Est-ce une bonne décision ? Selon le général turc à la retraite, Ahmet Yavuz, la ville de Raqqa, bastion de Daech, risque de se transformer en un bourbier pour l’armée turque : « L’armée turque pourrait s’enliser à Raqqa, car il s’agit du point le plus dangereux de toute la Syrie pour les forces turques. Nos soldats auraient peut-être à y rester des semaines voire des mois avant sa libération et un tel blocage ne pourrait qu’avoir de très mauvais impacts. » 

Interrogé par Sputnik, le général a invité par la suite Erdogan à ne pas prêter l’oreille aux recommandations de « certains alliés » (à savoir les États-Unis, NDLR) et à renoncer à leur emboîter le pas. L’ancien général a ainsi expliqué les raisons de ses préoccupations : « L’objectif de l’armée turque devrait consister surtout à créer une ceinture sécuritaire dans le nord de la Syrie pour empêcher l’émergence d’un État kurde. Or, Raqqa se trouve au centre de la Syrie et nous éloignerait du Nord syrien. » 

Le général Yavuz a demandé à ce que l’armée turque coopère étroitement avec l’État syrien dans le cadre des opérations de libération de Raqqa : « L’armée turque devra se faire aider par l’aviation syrienne, voire par les forces spéciales syriennes pour libérer Raqqa, car toute intervention militaire turque à Raqqa pourrait embourber notre armée et provoquer son enlisement. » 

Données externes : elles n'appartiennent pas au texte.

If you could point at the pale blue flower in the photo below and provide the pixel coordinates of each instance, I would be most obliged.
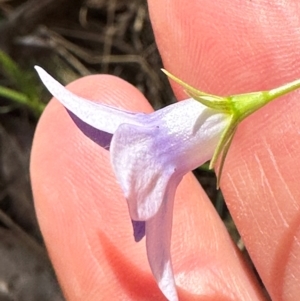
(150, 153)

En évoquant les coopérations turco-russes, Yavuz a estimé que la Turquie avait opté pour une « bonne stratégie d’endiguement à al-Bab vis-à-vis de la coalition militaire kurde des Forces démocratiques syriennes ». Or, « les conditions à Raqqa sont bien différentes de celles à al-Bab. En effet, à al-Bab, la population était avec nous, mais à Raqqa, la ville ne tolérera pas la présence turque ».

Pour l’ancien général, la poursuite des opérations de l’armée à Manbij (ville du nord de la Syrie qui, selon Erdogan, devrait être incluse avec Jerablus et al-Bab dans une zone tampon d’une superficie de 5 000 kilomètres, NDLR) revient à « accepter davantage de responsabilités sans avoir une connaissance approfondie du terrain. Avant de s’engager à Manbij, la Turquie devrait évaluer à leur juste valeur ses capacités et ses forces ». 

La Turquie a annoncé la fin de son opération « Bouclier de l’Euphrate » ce jeudi. À la demande des États-Unis de Trump, Erdogan se dit désormais prêt à engager l’armée turque dans la guerre pour reprendre Raqqa. Quelque 2 000 kilomètres carrés des territoires du nord de la Syrie sont désormais occupés par les forces turques.